Après le coup de force du général Abdel Fattah al-Burhan au Soudan, le 25 octobre 2021, le peuple opte pour la résistance à l’imposture. Les syndicats et les comités de résistance populaire, qui ont chassé Omar el Béchir en avril 2019 ont, à cet effet, appelé à une grève générale sur toute l’étendue du territoire. De Khartoum, la capitale, en passant par Atbara, Port-Soudan, Dongola, El-Obeid, Kosti et à Nyala, au Sud-Darfour, le peuple se mobilise pour faire barrage au général al-Burhan.

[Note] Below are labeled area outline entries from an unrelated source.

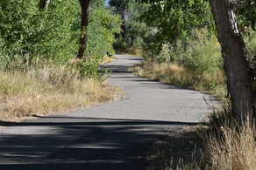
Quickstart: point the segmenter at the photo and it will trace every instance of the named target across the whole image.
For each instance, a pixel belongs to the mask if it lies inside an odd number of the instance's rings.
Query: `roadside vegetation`
[[[0,119],[68,111],[122,98],[99,65],[114,58],[120,17],[103,0],[90,3],[84,58],[79,2],[0,2]]]
[[[231,72],[227,67],[232,62],[224,63],[224,58],[233,54],[221,51],[226,48],[223,44],[225,40],[218,37],[222,34],[220,24],[215,23],[212,17],[212,12],[217,11],[214,9],[217,1],[210,1],[211,5],[203,1],[153,1],[153,3],[145,1],[147,3],[142,4],[122,1],[127,3],[127,8],[117,3],[120,1],[112,2],[117,9],[121,11],[123,9],[132,16],[124,23],[124,28],[135,28],[132,30],[136,37],[123,36],[121,43],[115,47],[121,51],[139,51],[137,54],[144,58],[144,62],[131,68],[136,75],[210,92],[223,103],[221,108],[209,116],[209,125],[170,132],[168,136],[157,140],[148,153],[152,162],[148,169],[256,169],[255,119],[252,119],[255,112],[245,110],[236,112],[238,107],[234,102],[241,96],[234,98],[236,92],[231,92],[234,86],[228,81]],[[252,9],[255,3],[241,1],[234,6],[240,25],[238,31],[242,35],[240,42],[243,39],[245,42],[250,56],[248,65],[253,70],[256,33]],[[220,16],[214,15],[215,17]],[[140,29],[142,32],[139,31]],[[124,32],[129,35],[129,30]],[[232,48],[229,49],[232,51]],[[239,77],[238,72],[235,74]],[[255,80],[254,75],[253,78]],[[253,81],[250,82],[252,85],[255,89]],[[254,91],[252,92],[250,95],[254,95]],[[244,101],[240,100],[240,105]],[[242,115],[244,120],[239,119]]]

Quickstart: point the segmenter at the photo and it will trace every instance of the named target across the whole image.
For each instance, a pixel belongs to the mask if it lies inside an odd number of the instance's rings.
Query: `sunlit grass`
[[[0,119],[70,110],[122,98],[123,92],[60,66],[0,72]]]

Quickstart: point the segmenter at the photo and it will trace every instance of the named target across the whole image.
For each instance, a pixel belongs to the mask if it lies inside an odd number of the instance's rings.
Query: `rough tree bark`
[[[243,123],[255,116],[252,76],[249,69],[248,53],[234,13],[235,0],[210,0],[218,41],[227,76],[234,118]]]
[[[88,24],[89,15],[89,3],[90,0],[79,0],[82,11],[81,19],[81,36],[80,36],[80,46],[76,58],[81,59],[83,58],[84,51],[87,48],[88,42]]]
[[[39,8],[42,10],[47,9],[51,0],[39,0]]]
[[[122,29],[122,37],[126,40],[127,37],[127,24],[126,24],[126,13],[127,13],[127,9],[125,6],[124,6],[120,11],[121,13],[121,17],[123,20],[121,29]]]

En dépit des communica-tions qui sont sérieusement dégradées depuis le coup d’arrêt porté à la Transition, les comités de résistance populaire ont trouvé la parade en faisant passer leurs messages de mobilisation générale à travers les mosquées. Ils ont même appelé à « une marche du million », le samedi 30 octobre prochain pour obliger le général al-Burhan à écouter la voix du peuple. Pour avoir chèrement acquis sa liberté en mettant fin au régime d’el-Béchir en 2019, le peuple soudanais n’entend plus être sous la férule d’un pouvoir militaire répressif. Par respect de la mémoire des martyrs tombés en 2019 sous les balles assassines des sbires d’Omar el-Béchir, les Soudanais sont prêts à affronter à tout prix le général Abdel Fattah al-Burhan et ses hommes. Au regard de cette détermination populaire, il est fort à parier que l’actuel homme fort du Soudan aura mille et une peines pour s’imposer. D’autant plus que du côté de l’armée, les soutiens à son initiative tardent à se faire entendre ouvertement. Au moment où le peuple soudanais a pris son destin en main pour dire non au coup d’Etat du général al-Burhan, c’est l’occasion idéale pour lui exprimer un soutien et une solidarité concrets. Les condamnations tous azimuts formulées de part et d’autre n’auront de portée réelle que si elles se muent en pressions contre l’auteur de ce putsch anachronique.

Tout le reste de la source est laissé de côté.